Abstract: The energy constraints due to the end of Dennard scaling, the popularity of in-memory analytics, and the advances in 3D integration technology have led to renewed interest in near-data processing (NDP) architectures that move processing closer to main memory. Due to the limited power and area budgets of the logic layer, the NDP compute units should be area and energy efficient while providing sufficient compute capability to match the high bandwidth of vertical memory channels. They should also be flexible to accommodate a wide range of applications. Towards this goal, NDP units based on fine-grained (FPGA) and coarse-grained (CGRA) reconfigurable logic have been proposed as a compromise between the efficiency of custom engines and the flexibility of programmable cores. Unfortunately, FPGAs incur significant area overheads for bit-level reconfiguration, while CGRAs consume significant power in the interconnect and are inefficient for irregular data layouts and control flows. This paper presents Heterogeneous Reconfigurable Logic (HRL), a reconfigurable array for NDP systems that improves on both FPGA and CGRA arrays. HRL combines both coarse-grained and fine-grained logic blocks, separates routing networks for data and control signals, and uses specialized units to effectively support branch operations and irregular data layouts in analytics workloads.
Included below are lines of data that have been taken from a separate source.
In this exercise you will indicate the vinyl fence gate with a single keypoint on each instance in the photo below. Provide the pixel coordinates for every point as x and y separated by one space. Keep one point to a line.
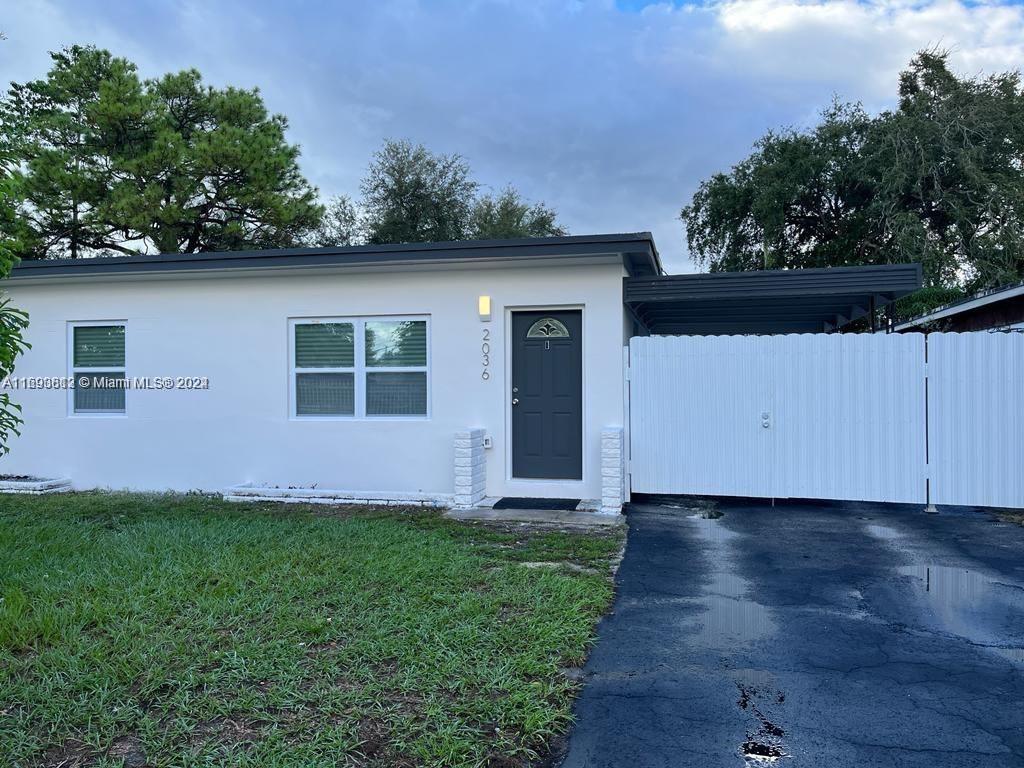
865 417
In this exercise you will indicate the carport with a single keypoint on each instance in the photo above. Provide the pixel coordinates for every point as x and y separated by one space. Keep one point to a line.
779 301
738 385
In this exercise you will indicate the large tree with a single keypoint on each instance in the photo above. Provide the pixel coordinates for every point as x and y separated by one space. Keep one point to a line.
113 163
412 195
938 179
509 215
12 321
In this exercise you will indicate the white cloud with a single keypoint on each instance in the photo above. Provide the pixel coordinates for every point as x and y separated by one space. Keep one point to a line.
613 117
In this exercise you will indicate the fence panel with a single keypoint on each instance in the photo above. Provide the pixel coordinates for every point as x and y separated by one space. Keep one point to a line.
976 419
797 416
695 407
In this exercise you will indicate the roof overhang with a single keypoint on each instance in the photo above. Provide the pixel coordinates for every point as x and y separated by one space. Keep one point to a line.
969 304
766 302
637 252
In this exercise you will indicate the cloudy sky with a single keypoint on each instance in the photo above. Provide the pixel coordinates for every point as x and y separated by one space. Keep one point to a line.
611 112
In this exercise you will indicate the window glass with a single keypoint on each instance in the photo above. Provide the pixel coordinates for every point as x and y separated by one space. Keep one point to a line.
396 343
99 392
396 393
325 345
325 394
96 346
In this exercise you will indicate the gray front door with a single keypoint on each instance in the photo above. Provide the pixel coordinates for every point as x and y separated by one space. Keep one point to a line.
547 394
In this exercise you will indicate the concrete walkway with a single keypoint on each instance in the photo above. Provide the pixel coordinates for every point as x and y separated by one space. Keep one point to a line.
854 635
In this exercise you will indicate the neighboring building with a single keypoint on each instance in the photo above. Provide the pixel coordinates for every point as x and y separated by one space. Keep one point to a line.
433 373
999 309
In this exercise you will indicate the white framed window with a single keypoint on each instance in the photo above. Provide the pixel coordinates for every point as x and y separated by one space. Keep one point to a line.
364 368
96 364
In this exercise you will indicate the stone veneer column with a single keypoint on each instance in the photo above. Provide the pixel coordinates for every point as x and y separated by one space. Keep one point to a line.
612 471
470 468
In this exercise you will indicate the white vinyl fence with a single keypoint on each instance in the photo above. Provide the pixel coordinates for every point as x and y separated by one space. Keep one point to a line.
852 417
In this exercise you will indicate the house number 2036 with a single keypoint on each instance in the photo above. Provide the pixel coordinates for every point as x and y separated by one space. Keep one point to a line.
485 354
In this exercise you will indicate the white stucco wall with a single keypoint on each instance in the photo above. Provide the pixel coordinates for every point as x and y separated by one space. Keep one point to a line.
235 331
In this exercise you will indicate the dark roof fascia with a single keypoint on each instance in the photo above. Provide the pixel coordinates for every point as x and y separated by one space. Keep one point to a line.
769 301
881 280
967 304
637 249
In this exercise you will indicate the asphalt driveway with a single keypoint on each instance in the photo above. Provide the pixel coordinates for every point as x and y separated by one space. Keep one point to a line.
810 635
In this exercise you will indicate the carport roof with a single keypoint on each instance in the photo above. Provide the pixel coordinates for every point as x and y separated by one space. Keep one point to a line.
766 302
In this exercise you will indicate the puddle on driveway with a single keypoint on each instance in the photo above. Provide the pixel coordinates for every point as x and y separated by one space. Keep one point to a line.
970 604
884 532
731 619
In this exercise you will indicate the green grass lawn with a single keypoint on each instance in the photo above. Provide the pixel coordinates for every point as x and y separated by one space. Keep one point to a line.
185 631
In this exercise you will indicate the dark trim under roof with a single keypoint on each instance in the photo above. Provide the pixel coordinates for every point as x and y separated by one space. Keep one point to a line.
769 301
637 249
967 304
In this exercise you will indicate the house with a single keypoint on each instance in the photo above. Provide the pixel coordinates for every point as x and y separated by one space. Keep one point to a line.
443 374
999 309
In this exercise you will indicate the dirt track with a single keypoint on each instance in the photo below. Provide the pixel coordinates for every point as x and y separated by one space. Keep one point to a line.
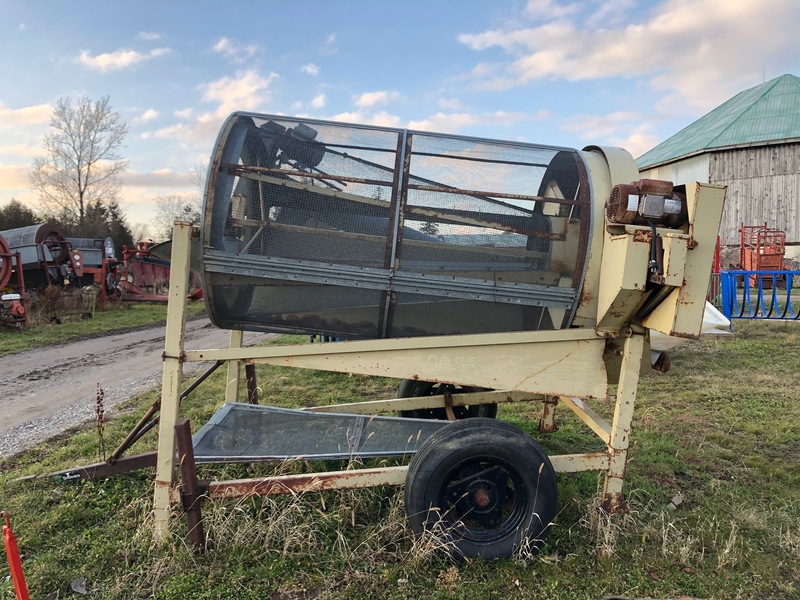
48 390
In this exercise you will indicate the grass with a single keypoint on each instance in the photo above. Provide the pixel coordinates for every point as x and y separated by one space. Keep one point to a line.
117 317
721 430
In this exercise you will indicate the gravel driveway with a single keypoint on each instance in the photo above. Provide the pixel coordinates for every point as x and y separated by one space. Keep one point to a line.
49 390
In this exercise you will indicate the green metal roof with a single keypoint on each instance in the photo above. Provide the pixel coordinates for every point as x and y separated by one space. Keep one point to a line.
764 113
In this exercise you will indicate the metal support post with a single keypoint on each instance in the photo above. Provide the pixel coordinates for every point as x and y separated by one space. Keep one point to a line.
621 427
234 368
547 423
191 495
171 378
252 384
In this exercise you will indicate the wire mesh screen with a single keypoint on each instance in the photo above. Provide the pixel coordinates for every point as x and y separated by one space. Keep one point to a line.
248 433
363 232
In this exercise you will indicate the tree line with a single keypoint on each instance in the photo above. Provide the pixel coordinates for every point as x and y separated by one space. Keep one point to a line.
77 178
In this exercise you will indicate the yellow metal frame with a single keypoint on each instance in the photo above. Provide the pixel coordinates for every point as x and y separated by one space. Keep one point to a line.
573 366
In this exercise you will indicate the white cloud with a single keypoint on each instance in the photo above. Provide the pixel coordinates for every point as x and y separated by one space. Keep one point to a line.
160 178
629 130
450 103
329 45
246 90
235 51
147 116
149 36
453 122
20 150
370 99
14 177
38 114
693 50
318 101
548 8
379 119
184 113
117 60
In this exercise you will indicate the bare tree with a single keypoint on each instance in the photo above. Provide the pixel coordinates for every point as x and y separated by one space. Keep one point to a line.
172 208
82 162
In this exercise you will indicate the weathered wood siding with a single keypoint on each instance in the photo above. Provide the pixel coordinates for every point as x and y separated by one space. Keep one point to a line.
763 187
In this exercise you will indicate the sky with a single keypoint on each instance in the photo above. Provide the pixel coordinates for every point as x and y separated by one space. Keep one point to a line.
628 73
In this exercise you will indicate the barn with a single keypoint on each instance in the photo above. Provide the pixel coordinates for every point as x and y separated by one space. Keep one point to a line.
751 143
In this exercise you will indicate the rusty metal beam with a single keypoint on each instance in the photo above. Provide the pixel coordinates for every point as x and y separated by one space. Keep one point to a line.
191 494
102 469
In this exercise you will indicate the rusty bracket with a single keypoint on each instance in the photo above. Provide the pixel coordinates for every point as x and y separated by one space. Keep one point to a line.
448 405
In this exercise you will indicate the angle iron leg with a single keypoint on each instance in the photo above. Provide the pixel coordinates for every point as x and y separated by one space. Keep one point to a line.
621 427
171 378
234 368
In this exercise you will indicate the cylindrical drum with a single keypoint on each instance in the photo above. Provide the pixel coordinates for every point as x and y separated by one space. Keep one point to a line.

HRL has the power efficiency of FPGA and the area efficiency of CGRA. It improves performance per Watt by 2.2x over FPGA and 1.7x over CGRA. For NDP systems running MapReduce, graph processing, and deep neural networks, HRL achieves 92% of the peak performance of an NDP system based on custom accelerators for each application.

184 citations


Cites background or methods from "A scalable processing-in-memory acc..."

  • ...For NDP systems running MapReduce, graph processing, and deep neural networks, HRL achieves 92% of the peak performance of an NDP system based on custom accelerators for each application....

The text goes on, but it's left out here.